How to take beautiful photos in the snow is a very interesting and useful topic. It has been on my list for a while and just had the time to blog about it. Here are my 10 points to capture beautiful images in the bright and white snow.
10 POINTS TO TAKE BEAUTIFUL PHOTOS IN THE SNOW
Dress properly: Wear clothes that will keep you warm and dry for a long period of time. Carry gloves and sunglasses on a sunny day to avoid the sun reflection off the snow.
Keep your camera cold: If you move from a warm to a cold location your lens might get fogged, your camera might suffer a condensation build up inside it and other problems. Keep your camera cold and don’t bother warming it by hiding it under your coat. So when you go out, the lens won’t fog and you will be able to start clicking immediately.
Carry minimum gear: A camera, lens and tripod are all what you need. Don’t carry too much gear with you for many reasons and here are 3:
- Your bag will get heavy and you will get tired from carrying it for a long period of time.
- Items will be difficult to locate quickly in a bag full of gear.
- You are risking to drop or damage items when taking them out of the bag. Remember the clothes you are wearing (coat, jacket, gloves) will restrict your movement.
Shoot RAW: When you shoot in RAW your image file will contain more information compared to JPEG format. Note that RAW files are almost 10 times larger in size than JPEG files.
Shoot in Manual: Cameras are not smart, although we think that they are. When you shoot in Manual you have full control over your camera. Also you can overexpose your image when shooting in Manual. If you allow your camera to be in control then your snow photo will look grey and underexposed.
Overexpose your image: Since the snow is really bright and reflective, the camera will get confused and will try to underexpose it. Always overexpose your image if you want your snow to be whiter and brighter. Read the next point it will explain a bit more.
Assuming the setting for the above image was:
Then you can simply rise your ISO 1 stop to 200 to brighten the image. If you think the image is still underexposed then bump the ISO another stop up till you get the result that you desire.
Understand your camera’s 18% grey: The camera will detect the brightest and darkest parts of your image and average them to 18% grey.
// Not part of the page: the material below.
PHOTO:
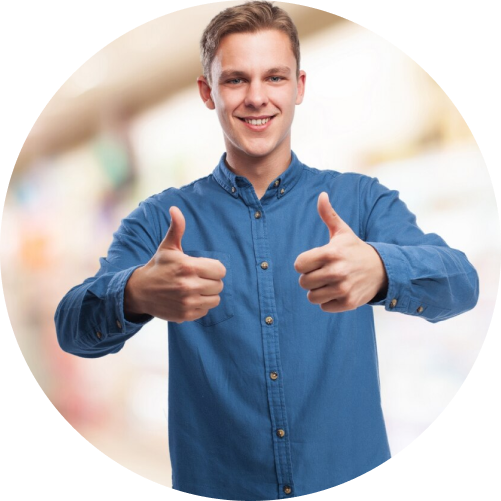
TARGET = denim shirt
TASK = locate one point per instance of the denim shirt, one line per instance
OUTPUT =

If you are shooting a bright subject in Auto, the camera will darken highlights towards 18% grey. Same applies on black or dark subjects but in an opposite direction. If you are photographing a dark subject in an Auto, the camera will brighten shadows towards 18% grey.
Don’t believe what you see: How may times your images looked great on the camera’s LCD but weren’t great when viewed on computer? The images we see on our camera’s LCD are digitally enhanced by the camera’s software. So to avoid such a confusion always check your histogram.
Learn how to read your histogram: Histogram is that crazy looking graph that you might have seen on your camera’s LCD once accidentally. This topic can’t be covered in few lines but I will tell you this: The far left side of the graph is the shadows (dark) and the far right side is the highlights (bright). Avoid pushing the curves towards left and instead have them more between the centre and the right side so your snow will look whiter.
Editing: You will still need to edit your beautiful snow images before sharing them with the world. Remember shooting in RAW will be more helpful in post editing than JPEG.